Em seus posicionamentos pressionavam para a realização de uma revisão da CRM que permitiria a realização das eleições locais norteadas por um novo quadro legal que acomodaria também propostas oriundas dos partidos da oposição. Essa justificativa, foi acompanhada de outra estratégia política que era considerada vital para a participação da oposição nas eleições locais. A RENAMO se posicionou favorável à realização de eleições locais com abrangência de todas as unidades territoriais previamente propostas, e às suas lideranças interessava ganhar mais tempo para sua preparação, portanto, poder organizar-se melhor para tomar parte na corrida eleitoral e aproveitar as eleições locais para ocupar uma posição forte no espaço político nacional.
Esse contexto político, propiciou em 1996 o surgimento da terceira conjuntura crítica que derivou da emenda constitucional realizada através da Lei n° 9/96, de 22 de novembro, que foi adotada por consenso pelo parlamento. A emenda à constituição acabou estabelecendo o chamado Poder Local (PL) que é representado pelos municípios, que exercem o seu autogoverno e possuem autonomia administrativa e fiscal e têm como órgãos principais os conselhos municipais (executivo) e assembleia municipal (legislativo).
A emenda (à CRM, 1990) estabeleceu os princípios e diretrizes para a reestruturação política e administrativa do Estado, a partir da formalização da descentralização como princípio fundador de sua organização e garantia da autonomia dos municípios, representando uma nova ordem política relativamente à partilha e exercício do poder entre os órgãos centrais do Estado e os entes subnacionais.
As regras e o processo de implementação da municipalização
Conforme discorremos anteriormente, as medidas político-administrativas adotadas em Moçambique no período centralista não apenas estruturaram a constituição de novas instituições no período democrático, mas também conformaram interesses que dificultaram as escolhas em relação ao desenho da política de descentralização, especialmente a partir de 1996. As mudanças operadas protegeram os arranjos institucionais estabelecidos, tendo efeitos de feedback sobre a amplitude das regras de autonomização que têm sido adoptadas.
Tais medidas ajudam a explicar os rumos dados recentemente à implementação da municipalização cada vez mais restritiva, reflectindo o padrão limitado desde a sua constituição prévia.
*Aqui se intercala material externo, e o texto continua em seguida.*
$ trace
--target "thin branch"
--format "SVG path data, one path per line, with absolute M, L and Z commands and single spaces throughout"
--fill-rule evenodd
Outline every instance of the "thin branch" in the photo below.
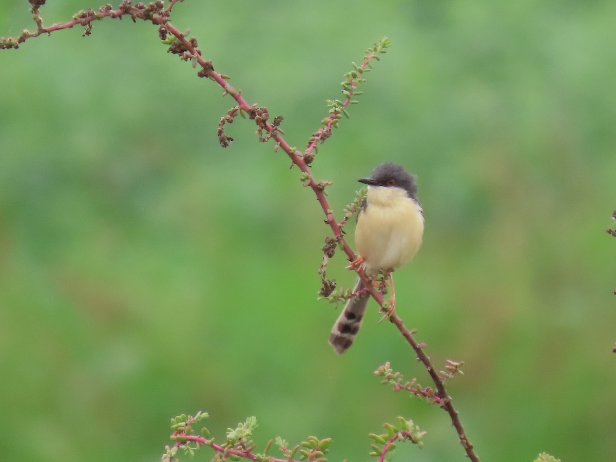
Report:
M 430 376 L 430 378 L 434 383 L 434 386 L 437 389 L 437 394 L 441 398 L 442 401 L 440 406 L 449 414 L 452 424 L 453 424 L 454 428 L 456 429 L 456 431 L 458 432 L 460 444 L 462 445 L 462 447 L 466 452 L 466 456 L 469 459 L 473 461 L 473 462 L 479 462 L 479 458 L 475 453 L 473 450 L 473 445 L 466 437 L 464 427 L 462 426 L 462 423 L 460 422 L 460 418 L 458 417 L 458 411 L 454 408 L 453 405 L 452 403 L 452 397 L 447 393 L 445 385 L 443 384 L 443 381 L 439 376 L 439 373 L 432 365 L 430 358 L 428 357 L 428 355 L 423 351 L 425 345 L 418 343 L 415 337 L 413 336 L 413 334 L 407 328 L 406 326 L 404 325 L 404 323 L 402 322 L 402 320 L 397 315 L 395 314 L 392 314 L 389 317 L 389 320 L 398 328 L 398 330 L 400 331 L 402 336 L 408 342 L 408 344 L 415 350 L 415 354 L 417 355 L 417 358 L 424 365 Z

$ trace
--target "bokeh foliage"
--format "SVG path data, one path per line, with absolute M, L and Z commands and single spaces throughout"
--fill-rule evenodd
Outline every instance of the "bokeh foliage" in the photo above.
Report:
M 48 3 L 49 23 L 98 6 Z M 613 2 L 551 0 L 187 0 L 172 17 L 298 147 L 350 62 L 392 40 L 314 171 L 339 213 L 381 161 L 417 174 L 425 240 L 399 312 L 435 363 L 465 362 L 448 386 L 482 460 L 616 450 L 615 19 Z M 23 28 L 28 2 L 0 4 L 0 34 Z M 376 313 L 344 356 L 327 344 L 328 229 L 283 154 L 239 119 L 222 149 L 233 102 L 152 25 L 81 33 L 0 53 L 2 457 L 157 460 L 169 418 L 203 410 L 213 434 L 254 415 L 263 444 L 331 436 L 331 460 L 366 460 L 401 415 L 428 431 L 417 460 L 462 460 L 444 413 L 372 376 L 391 360 L 427 381 Z M 351 285 L 344 264 L 330 271 Z

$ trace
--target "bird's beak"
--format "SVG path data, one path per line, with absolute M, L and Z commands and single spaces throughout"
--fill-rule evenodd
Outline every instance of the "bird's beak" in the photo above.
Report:
M 372 185 L 374 186 L 376 184 L 376 182 L 375 181 L 371 178 L 360 178 L 357 180 L 360 183 L 363 183 L 364 184 Z

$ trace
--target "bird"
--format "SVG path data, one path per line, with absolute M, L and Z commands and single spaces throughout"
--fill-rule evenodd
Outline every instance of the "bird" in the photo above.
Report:
M 359 256 L 347 267 L 365 268 L 370 278 L 379 272 L 389 272 L 403 266 L 417 253 L 423 238 L 424 216 L 417 199 L 415 177 L 400 165 L 380 164 L 368 178 L 360 178 L 368 185 L 368 193 L 357 215 L 355 243 Z M 393 280 L 391 280 L 393 284 Z M 336 320 L 329 342 L 338 354 L 353 344 L 363 320 L 369 295 L 362 291 L 365 285 L 358 277 L 352 297 Z M 392 291 L 393 312 L 395 294 Z

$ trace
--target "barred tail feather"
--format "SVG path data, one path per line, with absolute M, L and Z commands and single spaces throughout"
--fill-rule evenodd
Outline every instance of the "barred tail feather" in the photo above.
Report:
M 357 278 L 353 292 L 356 293 L 362 288 L 363 283 Z M 362 294 L 349 300 L 331 328 L 329 342 L 338 354 L 342 354 L 353 344 L 355 336 L 362 326 L 368 298 L 367 294 Z

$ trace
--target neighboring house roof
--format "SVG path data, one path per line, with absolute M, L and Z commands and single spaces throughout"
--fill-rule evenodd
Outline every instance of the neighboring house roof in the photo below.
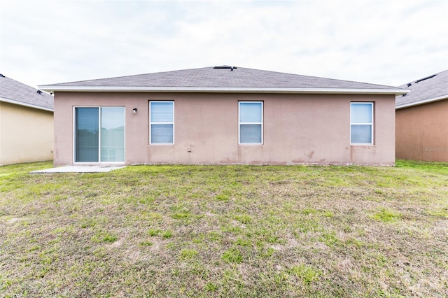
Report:
M 39 86 L 54 91 L 371 93 L 402 94 L 396 87 L 234 66 L 215 66 Z
M 407 108 L 448 99 L 448 69 L 400 86 L 410 89 L 396 98 L 396 108 Z
M 53 111 L 53 97 L 0 74 L 0 101 Z

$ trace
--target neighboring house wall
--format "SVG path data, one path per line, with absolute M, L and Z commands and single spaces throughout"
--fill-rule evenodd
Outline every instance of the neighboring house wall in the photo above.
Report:
M 396 110 L 397 158 L 448 162 L 448 99 Z
M 174 101 L 174 144 L 149 144 L 149 101 Z M 263 144 L 238 144 L 238 102 L 263 101 Z M 350 145 L 350 103 L 374 103 L 372 146 Z M 74 106 L 125 107 L 125 164 L 395 163 L 395 96 L 57 92 L 55 166 L 73 164 Z M 132 113 L 138 108 L 136 113 Z
M 0 101 L 0 164 L 51 160 L 53 113 Z

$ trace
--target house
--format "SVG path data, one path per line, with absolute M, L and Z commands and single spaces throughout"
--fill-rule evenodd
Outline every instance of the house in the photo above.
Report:
M 396 99 L 397 158 L 448 162 L 448 70 L 405 84 Z
M 53 97 L 0 74 L 0 165 L 53 158 Z
M 40 86 L 55 165 L 395 163 L 396 87 L 234 66 Z

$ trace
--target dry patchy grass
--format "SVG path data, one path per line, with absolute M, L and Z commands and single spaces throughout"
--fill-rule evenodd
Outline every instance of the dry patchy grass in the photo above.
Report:
M 448 169 L 0 167 L 2 297 L 446 297 Z

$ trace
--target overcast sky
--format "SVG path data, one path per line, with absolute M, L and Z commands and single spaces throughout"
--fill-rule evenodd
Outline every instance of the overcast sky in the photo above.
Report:
M 1 3 L 0 73 L 34 87 L 223 64 L 396 86 L 448 69 L 448 0 Z

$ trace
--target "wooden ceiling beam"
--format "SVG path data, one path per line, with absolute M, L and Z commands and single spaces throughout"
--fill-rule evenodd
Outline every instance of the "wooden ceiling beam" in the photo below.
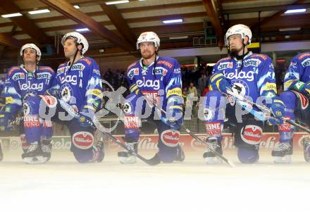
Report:
M 14 47 L 19 48 L 20 47 L 23 43 L 12 37 L 10 37 L 4 33 L 0 33 L 0 44 L 2 44 L 6 46 L 11 46 Z
M 128 51 L 135 51 L 135 49 L 127 41 L 120 39 L 104 26 L 95 21 L 89 15 L 75 8 L 66 0 L 40 0 L 42 2 L 54 8 L 59 13 L 68 16 L 74 21 L 85 25 L 98 35 L 109 40 L 116 46 Z
M 210 19 L 212 27 L 216 34 L 218 44 L 221 49 L 224 46 L 223 30 L 220 21 L 221 15 L 216 8 L 216 0 L 202 0 L 206 14 Z
M 302 4 L 304 2 L 304 0 L 297 0 L 297 1 L 295 1 L 292 4 Z M 250 27 L 252 30 L 255 30 L 258 29 L 260 26 L 261 26 L 261 27 L 262 27 L 266 23 L 268 23 L 269 22 L 272 21 L 273 20 L 281 16 L 285 11 L 286 11 L 286 10 L 279 11 L 278 12 L 275 13 L 275 14 L 264 18 L 262 20 L 261 20 L 260 24 L 259 24 L 259 23 L 256 23 L 251 25 Z
M 11 1 L 0 1 L 0 7 L 8 13 L 20 11 L 19 8 Z M 27 18 L 27 15 L 13 17 L 10 18 L 10 19 L 38 43 L 46 44 L 51 42 L 49 37 Z
M 136 36 L 131 30 L 122 14 L 118 11 L 117 8 L 114 5 L 106 5 L 105 4 L 101 4 L 100 6 L 121 36 L 133 46 L 135 46 Z

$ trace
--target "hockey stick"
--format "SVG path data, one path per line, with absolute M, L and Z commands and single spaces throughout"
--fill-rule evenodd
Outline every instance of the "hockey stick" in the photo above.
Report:
M 80 118 L 80 114 L 77 111 L 75 111 L 70 105 L 69 105 L 68 103 L 64 101 L 62 99 L 58 99 L 60 104 L 61 107 L 65 109 L 70 115 L 73 116 L 75 118 Z M 155 160 L 155 159 L 147 159 L 144 157 L 142 156 L 140 154 L 135 152 L 135 151 L 132 151 L 132 149 L 128 149 L 128 147 L 126 146 L 126 145 L 123 144 L 120 141 L 119 141 L 117 138 L 111 135 L 110 133 L 105 132 L 104 130 L 101 130 L 99 128 L 97 127 L 96 125 L 89 120 L 86 120 L 88 124 L 89 124 L 94 129 L 98 129 L 101 132 L 103 132 L 106 136 L 107 136 L 109 139 L 111 139 L 112 141 L 113 141 L 115 143 L 118 144 L 119 146 L 122 146 L 127 151 L 128 151 L 131 154 L 135 156 L 139 159 L 142 161 L 143 162 L 149 164 L 149 166 L 155 166 L 161 163 L 161 161 Z
M 141 92 L 140 92 L 140 94 L 142 95 L 142 96 L 143 96 L 143 98 L 149 103 L 149 105 L 153 105 L 155 106 L 155 108 L 160 112 L 163 112 L 165 114 L 167 114 L 167 112 L 165 111 L 163 108 L 161 108 L 156 103 L 154 102 L 154 101 L 151 101 L 150 100 L 149 100 Z M 165 120 L 166 120 L 166 118 L 165 118 Z M 207 142 L 206 142 L 205 141 L 202 140 L 202 139 L 200 139 L 199 137 L 198 137 L 196 135 L 194 135 L 194 133 L 192 132 L 192 131 L 190 130 L 190 129 L 188 129 L 185 125 L 180 125 L 178 123 L 176 123 L 181 129 L 184 130 L 186 131 L 186 132 L 187 132 L 188 134 L 190 134 L 193 138 L 194 138 L 197 141 L 202 142 L 203 144 L 204 144 L 206 147 L 208 147 L 209 149 L 210 149 L 210 151 L 213 153 L 216 157 L 220 158 L 222 161 L 223 161 L 224 162 L 228 163 L 231 167 L 235 167 L 235 164 L 232 163 L 232 161 L 229 161 L 228 159 L 227 159 L 225 157 L 224 157 L 223 156 L 222 156 L 221 154 L 218 154 L 216 151 L 213 150 L 209 144 Z
M 304 126 L 302 126 L 301 125 L 299 125 L 297 123 L 295 123 L 294 121 L 292 121 L 292 120 L 291 120 L 290 119 L 287 119 L 287 118 L 285 118 L 284 117 L 275 118 L 273 116 L 273 113 L 271 111 L 271 110 L 268 108 L 267 108 L 266 106 L 260 105 L 260 104 L 256 104 L 256 103 L 254 103 L 254 102 L 253 102 L 252 101 L 249 101 L 249 99 L 246 99 L 244 96 L 241 96 L 239 94 L 236 94 L 236 93 L 235 93 L 233 92 L 231 92 L 230 89 L 227 89 L 227 93 L 229 95 L 235 97 L 235 99 L 240 100 L 240 101 L 243 101 L 243 102 L 244 102 L 246 104 L 248 104 L 249 105 L 254 106 L 256 108 L 258 108 L 259 109 L 260 109 L 264 113 L 264 114 L 265 120 L 266 118 L 276 118 L 276 119 L 280 119 L 281 120 L 283 120 L 284 122 L 286 122 L 286 123 L 289 123 L 289 124 L 290 124 L 290 125 L 292 125 L 293 126 L 295 126 L 297 127 L 299 127 L 299 128 L 303 130 L 304 131 L 305 131 L 305 132 L 306 132 L 308 133 L 310 133 L 310 129 L 308 129 L 307 127 L 304 127 Z M 254 110 L 252 110 L 252 111 L 254 111 Z M 255 112 L 259 113 L 257 111 L 255 111 Z M 252 113 L 252 114 L 254 115 L 254 113 Z M 257 117 L 257 116 L 256 116 L 256 117 Z

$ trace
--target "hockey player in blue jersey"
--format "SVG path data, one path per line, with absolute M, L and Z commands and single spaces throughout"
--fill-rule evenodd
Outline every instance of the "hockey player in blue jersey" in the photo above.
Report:
M 93 119 L 101 104 L 99 69 L 94 59 L 83 56 L 89 46 L 83 35 L 75 32 L 67 33 L 61 44 L 69 61 L 57 69 L 58 87 L 46 90 L 44 96 L 30 96 L 25 103 L 25 118 L 32 120 L 31 125 L 25 125 L 25 131 L 26 137 L 28 135 L 27 141 L 34 146 L 25 156 L 37 151 L 40 118 L 67 125 L 71 134 L 70 151 L 78 162 L 100 162 L 104 158 L 103 142 L 94 144 L 94 129 L 87 121 Z M 68 105 L 80 113 L 79 119 L 68 114 Z
M 294 56 L 290 63 L 285 79 L 284 92 L 280 97 L 286 106 L 285 116 L 291 120 L 299 118 L 308 126 L 310 125 L 310 52 L 302 53 Z M 294 126 L 283 123 L 278 127 L 280 133 L 279 145 L 271 152 L 273 161 L 276 163 L 290 163 L 293 153 Z M 304 156 L 310 162 L 310 142 L 309 139 L 303 139 Z
M 207 142 L 213 149 L 223 154 L 221 140 L 223 120 L 228 119 L 234 126 L 235 146 L 241 163 L 253 163 L 259 161 L 259 143 L 264 121 L 250 114 L 242 113 L 240 106 L 231 98 L 225 98 L 227 91 L 252 99 L 254 102 L 265 99 L 273 113 L 280 117 L 285 106 L 277 96 L 275 73 L 271 59 L 266 55 L 253 54 L 247 49 L 252 34 L 244 25 L 236 25 L 226 32 L 225 38 L 230 56 L 221 59 L 214 66 L 211 77 L 211 91 L 206 95 L 204 111 Z M 225 95 L 226 94 L 226 95 Z M 230 99 L 230 101 L 228 101 Z M 254 110 L 256 110 L 254 108 Z M 244 113 L 246 113 L 244 111 Z M 270 119 L 275 122 L 275 119 Z M 204 154 L 207 163 L 216 163 L 214 154 L 209 149 Z
M 20 53 L 24 64 L 11 68 L 7 73 L 7 80 L 3 92 L 6 105 L 0 115 L 0 130 L 1 131 L 8 130 L 8 120 L 15 119 L 17 113 L 23 109 L 27 98 L 42 95 L 46 89 L 55 85 L 56 75 L 53 69 L 47 66 L 37 66 L 41 58 L 41 51 L 35 44 L 23 45 Z M 33 146 L 30 146 L 24 139 L 23 123 L 31 127 L 33 123 L 25 117 L 20 126 L 20 139 L 25 154 Z M 24 161 L 27 163 L 44 163 L 51 156 L 51 123 L 49 120 L 39 120 L 37 125 L 39 127 L 37 132 L 39 138 L 37 143 L 37 151 L 36 154 L 23 157 Z
M 157 56 L 159 44 L 159 38 L 153 32 L 143 32 L 137 39 L 137 49 L 142 58 L 128 68 L 130 94 L 123 107 L 125 142 L 129 149 L 137 151 L 141 119 L 147 118 L 156 124 L 159 135 L 159 152 L 153 159 L 182 161 L 185 156 L 178 144 L 179 124 L 182 121 L 180 68 L 175 59 Z M 152 102 L 168 115 L 159 113 Z M 135 156 L 128 151 L 118 152 L 118 157 L 122 163 L 136 162 Z

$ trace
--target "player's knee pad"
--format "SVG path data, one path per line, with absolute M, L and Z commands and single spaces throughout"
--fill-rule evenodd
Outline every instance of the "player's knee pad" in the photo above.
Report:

Essa tendência restritiva pode ser observada em decisões políticas sobre a constituição de normas (instituições), transferência de responsabilidade e partilha de recursos fiscais. Desde o início da década de 2000, a municipalização tem sido caracterizada pela introdução de regras que tem evoluído em caminhos que são limitados pelo arcabouço institucional que moldou desde o início um processo de descentralização que favorece a afirmação da dependência dos governos municipais.